Campagne 2022-2023 : la vanille malgache s’effondre à l’exportation
Les acteurs de la filière vanille, notamment les 88 exportateurs agréés représentés par le Groupement des exportateurs de vanille, se sont réunis le 8 février dernier au palais présidentiel d’Iavoloha en présence du ministre de l’Économie et des Finances, du ministre de l’Industrialisation, du Commerce et de la Consommation et du directeur général des Douanes. Au menu, un ultime tour de table pour tenter d’apporter des solutions à la grave crise qui frappe aujourd’hui la vanille malgache.
Un chiffre résume à lui seul la situation : depuis mi-novembre, début de la campagne d’exportation 2022-2023, le pays n’a écoulé que 150 tonnes de vanille Bourbon contre 1 000 tonnes l’année précédente à la même période. Si la campagne se poursuit sur cette lancée, la filière vanille qui avait généré 590 millions de dollars en 2021-22, pour 3 200 tonnes récoltées, pourrait bien en rapporter dix fois moins cette saison en termes de rentrée de devises.
Bien entendu, cette contre-performance est à mettre en relation avec le ralentissement des échanges commerciaux sur fond de guerre russo-ukrainienne. Mais pour les exportateurs, elle est aussi la conséquence directe de la cherté du prix de vente minimum de la vanille gourmet, fixé depuis 2020 par l’État à 250 dollars le kilo. Ce prix bien supérieur à ce que la concurrence propose dissuade les achats qui proviennent à 70 % du marché américain, au risque de faire perdre au pays sa position de premier producteur et exportateur mondial de vanille, au bénéfice notamment de l’Ouganda. Mais les pouvoirs publics persistent sur cette ligne haute, mettant en avant que ce prix plancher est le seul moyen de garantir une juste rétribution à l’ensemble des acteurs de la filière, petits producteurs, collecteurs ou préparateurs.
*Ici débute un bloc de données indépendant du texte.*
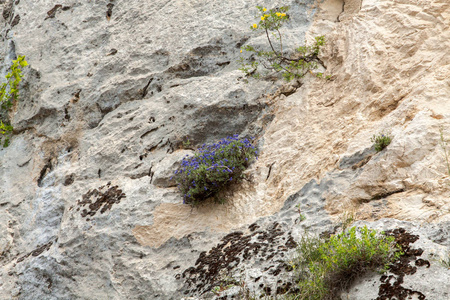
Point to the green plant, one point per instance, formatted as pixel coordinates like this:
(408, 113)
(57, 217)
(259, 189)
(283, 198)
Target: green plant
(381, 141)
(325, 267)
(213, 167)
(9, 92)
(293, 66)
(444, 148)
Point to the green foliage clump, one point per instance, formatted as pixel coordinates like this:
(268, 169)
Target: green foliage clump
(295, 66)
(213, 167)
(325, 267)
(9, 92)
(381, 141)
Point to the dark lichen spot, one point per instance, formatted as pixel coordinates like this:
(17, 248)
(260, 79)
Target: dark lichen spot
(391, 286)
(98, 200)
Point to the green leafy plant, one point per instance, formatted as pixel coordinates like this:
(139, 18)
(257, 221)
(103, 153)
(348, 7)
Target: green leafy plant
(213, 167)
(9, 92)
(325, 267)
(444, 144)
(290, 66)
(381, 141)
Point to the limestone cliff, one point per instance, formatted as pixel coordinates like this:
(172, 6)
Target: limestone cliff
(114, 88)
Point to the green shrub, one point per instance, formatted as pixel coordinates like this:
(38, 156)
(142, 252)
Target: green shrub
(294, 66)
(381, 141)
(325, 267)
(9, 92)
(213, 167)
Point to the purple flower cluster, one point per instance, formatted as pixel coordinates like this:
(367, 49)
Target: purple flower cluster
(213, 167)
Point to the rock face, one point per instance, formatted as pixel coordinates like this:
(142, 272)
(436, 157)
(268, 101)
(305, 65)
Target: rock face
(116, 89)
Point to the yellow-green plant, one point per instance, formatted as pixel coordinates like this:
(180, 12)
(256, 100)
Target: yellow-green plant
(444, 143)
(381, 141)
(290, 66)
(324, 267)
(9, 92)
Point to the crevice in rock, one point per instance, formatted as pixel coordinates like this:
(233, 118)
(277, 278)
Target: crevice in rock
(38, 251)
(145, 89)
(48, 167)
(109, 11)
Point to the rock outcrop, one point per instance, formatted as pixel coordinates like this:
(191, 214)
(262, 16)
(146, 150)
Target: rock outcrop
(115, 90)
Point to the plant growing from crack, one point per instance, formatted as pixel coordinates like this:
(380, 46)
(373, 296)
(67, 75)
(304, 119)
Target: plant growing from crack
(444, 144)
(9, 92)
(325, 266)
(213, 167)
(381, 141)
(277, 59)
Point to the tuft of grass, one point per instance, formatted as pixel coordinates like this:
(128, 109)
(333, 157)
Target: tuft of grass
(213, 167)
(326, 267)
(381, 141)
(9, 92)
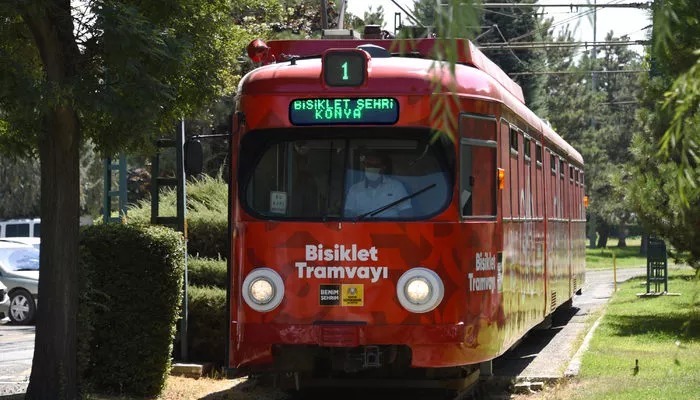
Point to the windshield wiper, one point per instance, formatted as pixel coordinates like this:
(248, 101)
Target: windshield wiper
(393, 203)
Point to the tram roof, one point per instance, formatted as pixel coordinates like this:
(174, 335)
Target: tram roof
(476, 69)
(467, 53)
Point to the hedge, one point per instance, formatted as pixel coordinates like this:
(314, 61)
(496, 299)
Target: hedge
(207, 324)
(207, 215)
(206, 272)
(131, 303)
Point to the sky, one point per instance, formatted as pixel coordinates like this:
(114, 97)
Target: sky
(622, 21)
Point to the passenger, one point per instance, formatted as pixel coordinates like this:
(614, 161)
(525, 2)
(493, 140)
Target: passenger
(376, 190)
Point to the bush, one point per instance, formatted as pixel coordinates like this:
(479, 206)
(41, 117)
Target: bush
(132, 304)
(207, 215)
(207, 324)
(206, 272)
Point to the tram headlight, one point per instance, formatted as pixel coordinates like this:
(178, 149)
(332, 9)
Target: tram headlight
(263, 289)
(420, 290)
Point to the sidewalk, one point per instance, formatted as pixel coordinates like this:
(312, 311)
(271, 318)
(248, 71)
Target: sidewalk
(16, 351)
(550, 355)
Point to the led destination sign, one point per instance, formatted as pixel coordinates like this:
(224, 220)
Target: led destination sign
(376, 110)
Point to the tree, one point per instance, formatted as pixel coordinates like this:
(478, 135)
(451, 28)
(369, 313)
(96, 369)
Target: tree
(511, 25)
(116, 72)
(19, 188)
(375, 17)
(664, 190)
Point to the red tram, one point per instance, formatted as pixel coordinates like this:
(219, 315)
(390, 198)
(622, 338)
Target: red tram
(391, 218)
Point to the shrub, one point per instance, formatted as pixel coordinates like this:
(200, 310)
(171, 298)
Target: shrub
(133, 302)
(206, 272)
(207, 215)
(207, 324)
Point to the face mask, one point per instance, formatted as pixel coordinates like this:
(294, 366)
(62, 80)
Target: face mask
(372, 174)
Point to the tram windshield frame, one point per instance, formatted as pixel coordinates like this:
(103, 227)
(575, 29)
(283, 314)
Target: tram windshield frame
(309, 173)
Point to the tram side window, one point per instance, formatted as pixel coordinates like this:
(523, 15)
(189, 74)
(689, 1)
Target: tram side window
(478, 166)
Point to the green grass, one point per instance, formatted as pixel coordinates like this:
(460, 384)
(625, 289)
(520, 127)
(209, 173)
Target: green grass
(663, 333)
(628, 257)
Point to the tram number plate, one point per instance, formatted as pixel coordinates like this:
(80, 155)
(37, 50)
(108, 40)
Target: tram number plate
(370, 110)
(345, 295)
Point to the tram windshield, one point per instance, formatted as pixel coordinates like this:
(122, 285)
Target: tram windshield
(345, 174)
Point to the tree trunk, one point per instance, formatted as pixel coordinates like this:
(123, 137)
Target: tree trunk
(54, 367)
(603, 234)
(622, 236)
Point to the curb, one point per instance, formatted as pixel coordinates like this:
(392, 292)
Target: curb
(575, 364)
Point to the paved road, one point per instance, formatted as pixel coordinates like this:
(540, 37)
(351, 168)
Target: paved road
(542, 356)
(546, 355)
(16, 352)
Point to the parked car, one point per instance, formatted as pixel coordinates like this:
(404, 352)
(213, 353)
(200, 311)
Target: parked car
(21, 227)
(4, 298)
(19, 271)
(34, 242)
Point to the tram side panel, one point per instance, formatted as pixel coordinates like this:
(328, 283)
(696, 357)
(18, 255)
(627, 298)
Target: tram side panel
(524, 284)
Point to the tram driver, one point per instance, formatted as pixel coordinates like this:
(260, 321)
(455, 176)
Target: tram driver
(377, 190)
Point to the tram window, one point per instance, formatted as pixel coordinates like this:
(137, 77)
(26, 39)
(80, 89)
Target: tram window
(553, 163)
(526, 150)
(477, 166)
(514, 139)
(561, 167)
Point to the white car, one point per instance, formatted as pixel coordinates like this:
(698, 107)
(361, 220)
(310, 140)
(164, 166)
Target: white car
(4, 298)
(19, 272)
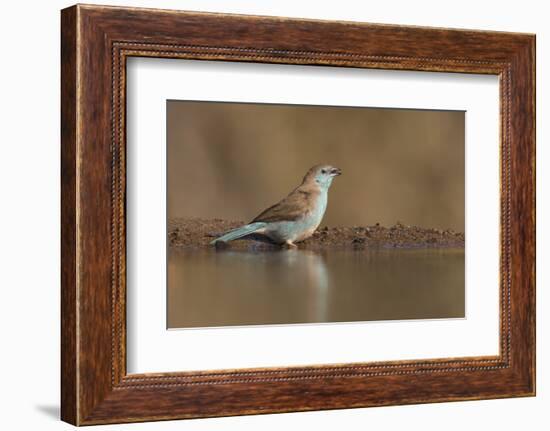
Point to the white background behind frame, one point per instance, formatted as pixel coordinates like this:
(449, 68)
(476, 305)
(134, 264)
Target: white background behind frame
(153, 348)
(27, 195)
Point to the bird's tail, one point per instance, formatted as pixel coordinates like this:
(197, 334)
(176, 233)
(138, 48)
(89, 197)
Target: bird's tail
(239, 232)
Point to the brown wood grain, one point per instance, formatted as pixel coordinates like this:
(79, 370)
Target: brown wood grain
(96, 41)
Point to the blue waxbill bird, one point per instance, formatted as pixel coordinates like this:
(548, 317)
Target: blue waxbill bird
(296, 217)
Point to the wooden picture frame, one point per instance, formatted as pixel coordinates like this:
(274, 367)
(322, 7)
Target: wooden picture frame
(95, 43)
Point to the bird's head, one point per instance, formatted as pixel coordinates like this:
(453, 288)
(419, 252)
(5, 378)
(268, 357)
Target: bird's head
(322, 175)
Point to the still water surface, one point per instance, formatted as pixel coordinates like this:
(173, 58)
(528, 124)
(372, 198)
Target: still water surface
(235, 287)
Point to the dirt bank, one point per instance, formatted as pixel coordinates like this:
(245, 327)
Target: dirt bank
(197, 233)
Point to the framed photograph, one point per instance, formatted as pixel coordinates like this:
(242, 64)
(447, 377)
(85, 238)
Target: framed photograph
(264, 215)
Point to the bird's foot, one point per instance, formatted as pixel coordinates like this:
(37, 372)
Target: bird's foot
(289, 244)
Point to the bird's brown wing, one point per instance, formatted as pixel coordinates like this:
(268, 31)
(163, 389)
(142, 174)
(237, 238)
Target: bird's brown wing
(291, 208)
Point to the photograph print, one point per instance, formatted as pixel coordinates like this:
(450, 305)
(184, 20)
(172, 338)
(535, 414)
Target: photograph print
(301, 214)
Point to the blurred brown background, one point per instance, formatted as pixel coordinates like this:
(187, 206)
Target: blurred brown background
(232, 160)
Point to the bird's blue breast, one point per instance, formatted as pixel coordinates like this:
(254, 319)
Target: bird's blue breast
(302, 228)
Fausses déclarations et maquillages financiers
En réalité, sur le terrain, ce prix officiel de 250 dollars n’est presque jamais appliqué. Dans plus de la moitié des cas, quantité de fraudes, fausses déclarations et maquillages financiers s’exercent conduisant à vendre la gousse à 180 dollars plutôt qu’à 250 dollars le kilo. Ce phénomène en engendre un autre, le non-rapatriement des devises vers le pays exportateur. Pour lutter contre le marché parallèle, les pouvoirs publics ont donc décidé d’intensifier les contrôles sur les volumes de vanille attribués à chaque exportateur. Désormais, les quantités non vendues seront reprises par l’État et réattribuées à d’autres exportateurs agréés, et non plus laissées dans la nature. De même, une des conditions d’obtention de l’agrément d’exportation octroyé par le ministère de l’Industrialisation, du Commerce et de la Consommation devient l’engagement à rapatrier les devises dans le pays. La vanille figure en deuxième position, après le nickel, dans la liste des filières pourvoyeuses de devises à Madagascar.
La vanille cuts autorisée à l’exportation
Une décision étonnante a été prise le 8 février pour tenter d’enrayer la crise. Pour contrebalancer l’effet négatif du prix de 250 dollars sur la vanille Bourbon, les exportateurs sont désormais autorisés à écouler de la vanille dite cuts ou courte, vendue 140 dollars le kilo. Il s’agit de plus petites gousses (moins de 12 cm), récoltées plus tôt, moins travaillées et présentant une teneur en vanilline plus faible que la Bourbon, de l’ordre de 1 à 1,2 %. Principalement destinée au marché américain, la vanille cuts est essentiellement utilisée pour la fabrication industrielle de poudre de vanille, et peut-être le moyen de contrecarrer le développement de la vanille artificielle, le principal danger qui pèse à l’horizon sur la vanille malgache.